Like “Last Dance at the Savoy,” “A Welcome Respite” is NOT focused on PSP.  It is of general interest to all caregivers.  It can be purchased on Amazon for less than two bucks.

Here are a few passages Denise thought worth sharing.  Denise says:  Perhaps you will recognize yourself in some of them.

Robin

————-

“In preserving the impression that all was fine, I was downplaying the increased responsibility and daily adjustments that gave me less time to refresh myself.  The lack of respite resulted in concealed anxiety and increased fatigue.”

Geoff’s “desire to keep his condition secret meant fewer outings and less social contact.  As he required more care, I cut back on my professional work and outside activities, and we spent much of our time alone together.”

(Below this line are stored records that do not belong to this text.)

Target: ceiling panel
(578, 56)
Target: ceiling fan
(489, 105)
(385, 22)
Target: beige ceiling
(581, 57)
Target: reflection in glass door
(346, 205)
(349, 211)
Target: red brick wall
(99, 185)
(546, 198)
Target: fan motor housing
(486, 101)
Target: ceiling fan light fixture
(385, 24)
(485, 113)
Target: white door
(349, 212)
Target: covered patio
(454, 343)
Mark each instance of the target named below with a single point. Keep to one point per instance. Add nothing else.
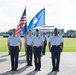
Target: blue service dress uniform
(29, 40)
(55, 50)
(14, 42)
(37, 40)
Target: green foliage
(69, 45)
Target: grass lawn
(69, 45)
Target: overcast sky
(58, 13)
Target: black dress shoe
(12, 69)
(39, 70)
(15, 69)
(57, 70)
(31, 65)
(27, 65)
(53, 70)
(35, 69)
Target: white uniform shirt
(38, 40)
(56, 40)
(29, 39)
(14, 40)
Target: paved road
(67, 65)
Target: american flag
(22, 22)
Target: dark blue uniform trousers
(29, 55)
(55, 51)
(37, 57)
(14, 53)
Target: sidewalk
(67, 65)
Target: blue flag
(22, 23)
(38, 20)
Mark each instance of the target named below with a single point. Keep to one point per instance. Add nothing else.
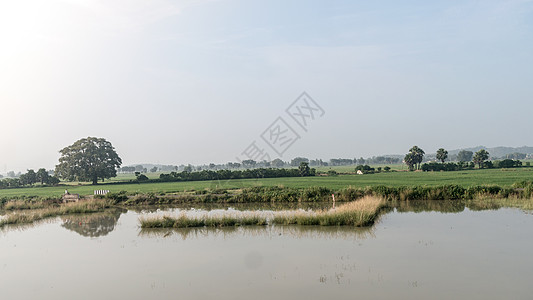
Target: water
(441, 251)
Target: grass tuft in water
(33, 215)
(362, 212)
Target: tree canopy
(414, 157)
(88, 159)
(442, 154)
(464, 155)
(481, 156)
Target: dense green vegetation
(504, 178)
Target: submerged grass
(30, 216)
(362, 212)
(184, 221)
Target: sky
(178, 82)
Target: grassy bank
(503, 178)
(30, 216)
(362, 212)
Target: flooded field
(420, 250)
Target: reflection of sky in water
(409, 255)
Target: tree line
(466, 160)
(302, 171)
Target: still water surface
(442, 251)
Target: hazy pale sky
(177, 82)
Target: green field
(501, 177)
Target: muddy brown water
(425, 250)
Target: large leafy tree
(481, 156)
(88, 159)
(415, 156)
(442, 154)
(464, 155)
(409, 160)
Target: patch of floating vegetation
(362, 212)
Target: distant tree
(464, 155)
(42, 176)
(481, 156)
(142, 177)
(442, 155)
(52, 180)
(249, 163)
(295, 162)
(277, 163)
(410, 161)
(516, 155)
(304, 169)
(417, 155)
(88, 159)
(31, 177)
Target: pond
(420, 250)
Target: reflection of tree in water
(93, 225)
(444, 206)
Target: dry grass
(362, 212)
(30, 216)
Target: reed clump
(30, 216)
(184, 221)
(362, 212)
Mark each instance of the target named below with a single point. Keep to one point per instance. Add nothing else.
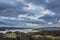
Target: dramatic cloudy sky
(30, 13)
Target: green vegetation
(44, 35)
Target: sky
(30, 13)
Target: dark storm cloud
(11, 8)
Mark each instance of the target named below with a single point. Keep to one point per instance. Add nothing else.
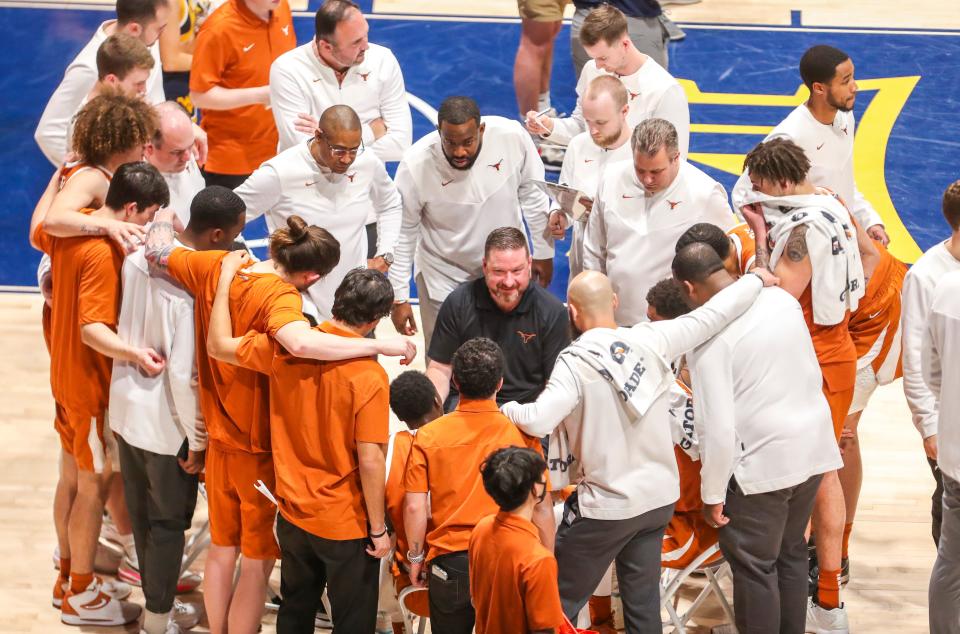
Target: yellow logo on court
(869, 145)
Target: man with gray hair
(171, 152)
(641, 209)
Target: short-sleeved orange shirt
(234, 49)
(445, 461)
(402, 442)
(234, 401)
(513, 578)
(746, 245)
(86, 290)
(324, 410)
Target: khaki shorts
(542, 10)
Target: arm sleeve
(555, 403)
(256, 351)
(595, 238)
(409, 236)
(674, 108)
(182, 376)
(260, 192)
(864, 212)
(534, 202)
(389, 208)
(51, 133)
(917, 297)
(711, 375)
(673, 337)
(286, 102)
(396, 115)
(930, 355)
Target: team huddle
(695, 402)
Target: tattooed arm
(794, 268)
(159, 241)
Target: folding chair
(672, 579)
(410, 611)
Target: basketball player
(159, 428)
(235, 401)
(824, 127)
(823, 269)
(170, 151)
(229, 74)
(918, 287)
(608, 392)
(330, 182)
(737, 247)
(606, 141)
(83, 342)
(341, 66)
(458, 184)
(653, 92)
(642, 207)
(143, 19)
(762, 458)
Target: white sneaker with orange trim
(93, 606)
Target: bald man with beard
(605, 409)
(329, 181)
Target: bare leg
(534, 53)
(218, 586)
(63, 499)
(246, 609)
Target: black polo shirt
(531, 335)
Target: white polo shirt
(652, 92)
(156, 413)
(631, 235)
(760, 413)
(293, 183)
(78, 80)
(183, 186)
(584, 165)
(917, 298)
(448, 213)
(300, 82)
(829, 149)
(626, 462)
(941, 368)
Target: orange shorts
(839, 403)
(686, 537)
(239, 514)
(87, 439)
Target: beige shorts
(542, 10)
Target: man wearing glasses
(458, 184)
(171, 152)
(330, 182)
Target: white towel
(838, 282)
(636, 374)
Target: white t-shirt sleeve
(260, 192)
(51, 133)
(674, 108)
(711, 373)
(534, 203)
(286, 102)
(409, 233)
(558, 399)
(387, 204)
(917, 297)
(396, 114)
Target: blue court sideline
(741, 81)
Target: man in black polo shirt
(529, 324)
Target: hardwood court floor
(891, 546)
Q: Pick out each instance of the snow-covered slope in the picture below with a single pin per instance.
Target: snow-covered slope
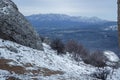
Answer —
(28, 64)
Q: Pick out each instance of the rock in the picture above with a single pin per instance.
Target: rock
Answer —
(112, 58)
(14, 26)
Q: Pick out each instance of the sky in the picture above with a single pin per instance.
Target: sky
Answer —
(105, 9)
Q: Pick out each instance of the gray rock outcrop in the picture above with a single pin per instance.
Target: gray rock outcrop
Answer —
(14, 26)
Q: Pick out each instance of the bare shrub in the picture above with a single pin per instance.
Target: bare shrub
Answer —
(96, 59)
(58, 45)
(101, 74)
(76, 49)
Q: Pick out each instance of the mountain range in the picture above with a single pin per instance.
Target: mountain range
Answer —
(62, 21)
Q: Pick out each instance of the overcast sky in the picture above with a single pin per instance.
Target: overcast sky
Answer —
(106, 9)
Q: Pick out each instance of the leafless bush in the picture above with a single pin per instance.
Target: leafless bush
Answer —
(76, 49)
(101, 74)
(58, 45)
(96, 59)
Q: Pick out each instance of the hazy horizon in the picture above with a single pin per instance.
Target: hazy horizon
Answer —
(104, 9)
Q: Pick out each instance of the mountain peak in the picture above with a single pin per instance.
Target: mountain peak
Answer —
(14, 26)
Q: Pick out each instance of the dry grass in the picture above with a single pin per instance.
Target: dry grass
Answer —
(5, 66)
(22, 70)
(45, 72)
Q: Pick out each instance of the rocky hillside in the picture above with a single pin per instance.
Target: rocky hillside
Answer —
(14, 26)
(18, 62)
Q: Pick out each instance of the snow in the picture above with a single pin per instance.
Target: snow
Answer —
(111, 56)
(48, 59)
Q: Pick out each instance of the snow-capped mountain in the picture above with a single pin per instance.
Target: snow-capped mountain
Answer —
(63, 17)
(113, 28)
(62, 21)
(20, 62)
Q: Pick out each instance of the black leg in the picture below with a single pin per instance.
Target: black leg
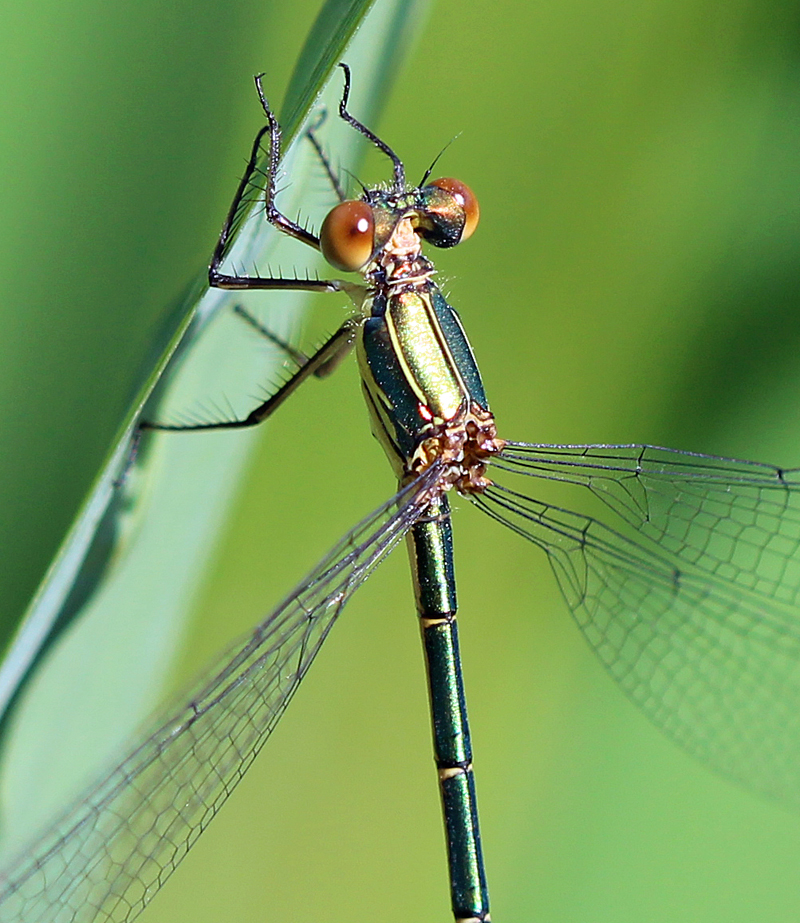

“I’d been slipping into unhealthy habits without realizing it, focusing entirely on Geoff’s welfare and ignoring my own.  I’d prepare special, easy-to-eat meals for Geoff but neglect to put food on my own plate, my dinner turning into an afterthought of leftovers eaten over the kitchen sink.  I’d make a nourishing smoothie for him but fail to have one myself.  I learned how to use a gait belt to give me a firm grip when I took Geoff for walks in the park and rigged an over-the-door fully system for him to exercise with at home, but stopped going to the gym myself and didn’t make time for my own fitness routine.  At the end of the day, in an effort to unwind, I’d pour an extra glass of wine when a quiet, reflective walk in the garden would have served me – and Geoff – better.”

After lunch with a fellow caregiver support group member Kathryn observed, “On my drive home, I realized Mari and I had each expressed major signs of caregiver burnout; anxiousness and fatigue; difficulty sleeping; feeling run down and irritable.  Making mistakes while functioning on autopilot indicates difficulty concentrating.  Feeling resentful and overreacting to minor mishaps, shouting at the very people we were caring for – Mari and I had both experienced these.  Were we also eating and drinking more in place of healthier leisure pursuits?”

“There comes a point when caregivers simply cannot do it all on their own.  When the time care for home hospice for Geoff, it should have felt like a respite to me, but I couldn’t see it that way at first.  With hospice in place, I was no longer my husband’s sole caregiver – a major disappointment.  A doctor was on call, with rotating shifts of nursing aides bathing, feeding and medicating him while I stood by, empty-handed, watching others do what I ought to be doing, and hating that I’d relinquished the intimacy of caring for Geoff myself.”

“Being stripped of the mind-numbing routine labor of caregiving had left me rattled and uncertain.  I was experiencing a curious withdrawal anxiety, wanting to be in charge and fearful that I wasn’t.  Stress at not being ‘burdened’ was getting to me.  I was crying too much, not eating enough.  I needed respite and knew it.”